Georgia State University
Loud, Red Trucks
My work, as a painter, often focuses on everyday objects grouped in a way that seems to tell a story about the people who brought them all together. The way I set up my still life objects is just as important as how I paint them. When I talked to Thomas about his work, we realized we could implement the analysis techniques he uses to identify signatures in network brain activity on a series of still life paintings. In essence, we would be using the programs to identify “artistic signatures” in my paintings, perhaps visual and compositional similarities that I tend to repeat.
We analyzed four paintings total: three older paintings (figures 1-3) and one new one made specially for this project (above). The painting Loud, Red Trucks was inspired by another facet of Thomas’ work. Passionate about autism research, Thomas conducted his thesis work on identifying signature differences in striatal resting states in brains of those with and without autism. One of the characteristics of autism is repetitive interest or fixation on certain subject matter or special objects, such as trains, cameras, stuffed animals, batteries, etc. Because his research focus was largely analyzing brains of those with autism, I decided to organize this still life around some of the special objects that fascinate children, especially those with autism. Models of emergency vehicles are arranged neatly over an array of flags of the world, and planes dart in and out through the composition as a Lego man in his own homemade airplane teeter over a stack of books. Cards, batteries, shoelaces and various cords loop throughout, and the pile is topped with a bouquet-like display of thermometers – which are objects of fixation for all of us during this pandemic.
Farmer's Market, 2017
Polka Dots, 2018
Our work - the paintings, analysis, and visual outputs - all taken together, are a playful meditation on the limits of traditional neuroimaging pipelines. Thomas, in his postdoctoral work, has turned to exploring multi-model data fusion, combining multiple neuroimaging methods in order to better understand large-scale network activity in the brain.

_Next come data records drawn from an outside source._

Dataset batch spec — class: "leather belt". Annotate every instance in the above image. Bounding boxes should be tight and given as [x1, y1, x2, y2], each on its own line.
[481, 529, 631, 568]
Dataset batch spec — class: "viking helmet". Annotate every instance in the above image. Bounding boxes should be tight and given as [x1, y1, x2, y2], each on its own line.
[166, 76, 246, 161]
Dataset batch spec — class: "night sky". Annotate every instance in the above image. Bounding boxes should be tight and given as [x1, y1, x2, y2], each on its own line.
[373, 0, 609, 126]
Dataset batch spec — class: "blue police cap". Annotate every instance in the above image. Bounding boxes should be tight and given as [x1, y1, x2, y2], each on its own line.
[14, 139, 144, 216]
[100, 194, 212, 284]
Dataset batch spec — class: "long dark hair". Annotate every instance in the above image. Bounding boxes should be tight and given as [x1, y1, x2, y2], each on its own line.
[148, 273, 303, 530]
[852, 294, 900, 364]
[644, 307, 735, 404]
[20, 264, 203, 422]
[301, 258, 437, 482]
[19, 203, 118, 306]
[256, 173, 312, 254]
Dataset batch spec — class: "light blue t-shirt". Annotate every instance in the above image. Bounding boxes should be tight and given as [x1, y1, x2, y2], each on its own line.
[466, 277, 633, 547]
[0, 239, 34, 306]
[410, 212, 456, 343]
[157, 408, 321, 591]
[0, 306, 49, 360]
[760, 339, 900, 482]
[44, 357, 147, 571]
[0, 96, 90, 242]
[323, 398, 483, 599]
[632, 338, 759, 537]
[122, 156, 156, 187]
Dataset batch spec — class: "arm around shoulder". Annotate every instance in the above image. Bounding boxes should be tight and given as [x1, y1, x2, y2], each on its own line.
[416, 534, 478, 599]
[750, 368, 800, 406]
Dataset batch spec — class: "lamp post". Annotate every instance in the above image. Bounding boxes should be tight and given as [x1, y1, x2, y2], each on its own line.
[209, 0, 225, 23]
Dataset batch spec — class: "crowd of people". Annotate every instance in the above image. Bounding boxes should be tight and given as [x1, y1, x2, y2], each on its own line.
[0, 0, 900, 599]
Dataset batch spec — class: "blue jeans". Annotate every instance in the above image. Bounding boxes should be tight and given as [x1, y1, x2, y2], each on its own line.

The images below displayed are components resolved using Source-based Morphometry (SBM) of 2D images. SBM utilizes a technique called principal component analysis (PCA) to identify which “parts” of an image or set of images account for the greatest variance across one or all of the images. This is done as a data reduction step (e.g. 14 images to 4 principal components).
Figure 5 Component 1
Figure 7 Component 3
Figure 6 Component 2
Figure 8 Component 4
Next, a technique called Independent Component Analysis (ICA) is used on the principal components to break them down into independent regions with the most similar patterns. These form the “Independent components” of the artwork (in greyscale Figures 5-8). These components, in red and blue, have also been overlaid on Loud, Red Trucks to allow the viewer to explore how the patterns may or may not be repeated in the final painting.
Figure 9 ICA 1 overlay
Figure 11 ICA 3 overlay
Figure 10 ICA 2 overlay
Figure 12 ICA 4 overlay
Finally, the multi-colored 4x4 matrix is the correlation between each independent component, with warm colors showing greater similarity between two independent components, and cool values indicating on component decrease as another increases.